FSNA Activities in Defending Pension Benefits and Rights
This message is specifically for FSNA members who are Canadian Forces retirees. Another retirees’ association has been making statements that contain incorrect or misleading information.
¼br> Those of our members who also belong to that association or who are familiar with the information being circulated know that FSNA is a very open, frank, and democratic organization. They understand that FSNA always provides accurate facts and never hides information from its members. The following is in response to incorrect and/or misleading statements. It is a brief listing of positions and action taken by FSNA in response to proposed or enacted pension legislation.
Bill C-33 of 1986
This Bill was not passed by Parliament. Bill C-33 would have created a Pension Management Board for the Public Service that would have determined, each year, the increases applicable on pensions earned following the passage of the Bill.
Increases were no longer to be automatically based on increases in the Consumer Price Index, but could have been somewhat less, depending on the performance of the fund.
Full and automatic indexing of pensions would have been maintained for those already retired and for that portion of the pension of a future retiree that accrued before the date of passage of the Bill.
The Public Service Alliance of Canada (PSAC) and the Professional Institute of the Public Service of Canada (PIPSC) tentatively agreed to accept the pension increase proposals in the Bill. FSNA did not – but has been accused of doing so.
The facts are:
- FSNA was not part of the agreement between Treasury Board Secretariat, PSAC, and PIPSC.
- At no time did FSNA ever agree to less than full and automatic indexing of pensions either for existing or future pensions. FSNA wrote many letters and made many representations to Ministers, objecting to the potential reduction in indexing.
- The FSNA brief submitted to the House of Commons Committee considering Bill C-33, in March of 1987, contained the following statements in relation to the Pension Management Board:
“There must be a statutory obligation on the Pension Management Board (PMB) to provide for the full indexing of all future pensions…

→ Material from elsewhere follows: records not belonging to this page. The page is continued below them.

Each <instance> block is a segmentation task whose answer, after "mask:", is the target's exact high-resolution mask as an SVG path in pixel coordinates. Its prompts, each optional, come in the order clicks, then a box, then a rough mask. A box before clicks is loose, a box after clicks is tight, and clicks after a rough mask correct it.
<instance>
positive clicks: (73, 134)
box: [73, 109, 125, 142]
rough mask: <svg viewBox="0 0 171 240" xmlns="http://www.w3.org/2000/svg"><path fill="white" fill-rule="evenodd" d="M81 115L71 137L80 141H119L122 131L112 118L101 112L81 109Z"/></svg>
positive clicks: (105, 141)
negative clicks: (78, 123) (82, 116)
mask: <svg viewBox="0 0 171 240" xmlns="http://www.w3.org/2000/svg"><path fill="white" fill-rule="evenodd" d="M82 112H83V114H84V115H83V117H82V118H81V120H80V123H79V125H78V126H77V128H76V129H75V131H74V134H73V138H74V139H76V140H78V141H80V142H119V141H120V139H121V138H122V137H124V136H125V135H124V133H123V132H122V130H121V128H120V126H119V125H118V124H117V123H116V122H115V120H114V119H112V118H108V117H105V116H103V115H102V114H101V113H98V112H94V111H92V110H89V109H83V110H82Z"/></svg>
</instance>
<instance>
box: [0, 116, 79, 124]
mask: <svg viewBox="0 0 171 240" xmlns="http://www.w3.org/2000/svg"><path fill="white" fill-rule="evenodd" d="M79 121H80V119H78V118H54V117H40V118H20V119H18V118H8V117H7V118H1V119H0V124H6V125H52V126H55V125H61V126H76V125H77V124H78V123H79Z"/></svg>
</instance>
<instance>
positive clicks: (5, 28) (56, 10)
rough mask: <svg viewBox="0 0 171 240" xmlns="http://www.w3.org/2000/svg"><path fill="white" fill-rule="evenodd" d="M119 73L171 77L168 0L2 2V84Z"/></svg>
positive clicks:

…The Pension Management Board must be provided with the authority to meet such a statutory requirement.” - The FSNA position on this issue has always been clear and consistent: We have always insisted on nothing less than full and automatic indexing for all pensions.
Bill C-78 of 1999
This Bill, the Public Sector Pension Investment Board Act, was passed by Parliament in 1999. Bill C-78 introduced amendments to the superannuation acts, some of which allow the Government to remove certain portions of the surplus in the superannuation accounts over a period of time up to 15 years.
Such removals to any superannuation account can only take place after an actuarial report on the account has been laid before Parliament.

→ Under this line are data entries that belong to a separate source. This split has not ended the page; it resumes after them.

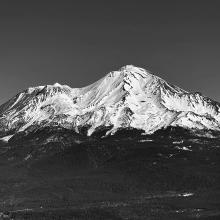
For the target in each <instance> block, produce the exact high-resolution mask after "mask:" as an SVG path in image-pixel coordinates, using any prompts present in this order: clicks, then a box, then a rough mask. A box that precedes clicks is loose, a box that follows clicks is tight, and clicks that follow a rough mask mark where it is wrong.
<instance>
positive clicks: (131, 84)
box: [0, 65, 220, 140]
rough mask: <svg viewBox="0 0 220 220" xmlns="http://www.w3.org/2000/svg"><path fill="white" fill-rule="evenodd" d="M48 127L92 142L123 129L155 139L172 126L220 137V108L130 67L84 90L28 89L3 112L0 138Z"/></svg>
mask: <svg viewBox="0 0 220 220" xmlns="http://www.w3.org/2000/svg"><path fill="white" fill-rule="evenodd" d="M48 126H49V127H50V126H53V127H54V126H59V127H63V128H67V129H71V130H73V131H75V132H77V133H80V131H81V129H82V128H86V134H87V135H88V136H90V135H92V134H93V133H94V132H96V131H98V130H100V129H104V128H108V129H107V131H106V135H110V134H114V133H115V132H116V131H117V130H119V129H122V128H135V129H141V130H143V131H144V132H145V134H152V133H154V132H155V131H157V130H159V129H165V128H167V127H168V126H173V127H182V128H185V129H193V130H213V131H220V104H219V103H218V102H216V101H214V100H212V99H210V98H208V97H205V96H203V95H202V94H200V93H191V92H187V91H185V90H183V89H181V88H179V87H177V86H175V85H172V84H170V83H168V82H166V81H165V80H163V79H161V78H160V77H158V76H156V75H154V74H152V73H150V72H149V71H147V70H145V69H143V68H139V67H135V66H133V65H127V66H124V67H122V68H120V69H119V70H118V71H113V72H110V73H108V74H107V75H105V76H104V77H103V78H101V79H100V80H98V81H97V82H95V83H93V84H91V85H89V86H86V87H83V88H71V87H69V86H67V85H60V84H59V83H55V84H54V85H46V86H38V87H33V88H28V89H26V90H24V91H22V92H21V93H19V94H17V95H16V96H15V97H13V98H12V99H10V100H9V101H8V102H6V103H5V104H3V105H2V106H0V137H1V138H4V137H10V138H11V136H13V135H14V134H17V133H19V132H26V133H28V132H31V131H33V130H36V129H38V128H42V127H48ZM9 135H10V136H9ZM4 140H7V138H5V139H4Z"/></svg>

To date, February 2001, no such reports have been laid before Parliament and no amounts have been removed from any of the accounts.
During the debate on Bill C-78, the President of the Treasury Board Mr. Marcel Massé stated that the largest pensioner association agreed with the government’s position that the surplus belonged to the government.
During his presentation to a Parliamentary Committee examining Bill C-78, Mr. Massé held up a printout of a page posted March 10, 1999 on FSNA’s web site which he claimed showed support for his position.
It states in part:
“FSNA’s position in relation to the pension surplus has always been clear and consistent: Any surplus must be shared equitably by the employer (the taxpayers), employees, and pensioners. This position has been included in a number of letters to Cabinet Ministers and in formal presentations to Ministers. FSNA believes that forcing a decision at the Supreme Court level on “ownership” of the surplus would inevitably lead the discussion away from a question of fairness and equity. FSNA has consulted independent professional and legal experts in the pension field and has been advised that, on the basis of current legal jurisprudence, the employer can decide how to dispose of the surplus. However, it should also be noted that, under the current legislation, the employer would be required to make up any shortfalls were the plan in a deficit position. Even in a deficit situation, the Government would not be able to reduce any of the benefits to pensioners.”
This was the statement Mr. Massé interpreted to mean that we agreed with his position that, legally, the government owned the surplus.
The statement does not say that FSNA agrees that the government owns the surplus.¼br> It says that FSNA was advised by legal experts that in their opinion the government could dispose of the surplus as it wishes. It was based on their interpretation of the Superannuation Acts as they read at that time.
FSNA believes that our members have the right to know why the Association proceeds in the way that it does. The Association is forthright and honest with the membership at all times, always giving its members full and correct information. We have nothing to hide.
This Association has been accused of trading the surplus for a dental plan.
The fact is that FSNA could not trade its members’ claim to the surplus for a dental plan because FSNA has never agreed that the government has the exclusive right to the surplus. In fact, the dental plan was the result more than 10 years of lobbying effort by FSNA. It was not part of any other agreement! It is an achievement of which we are most proud!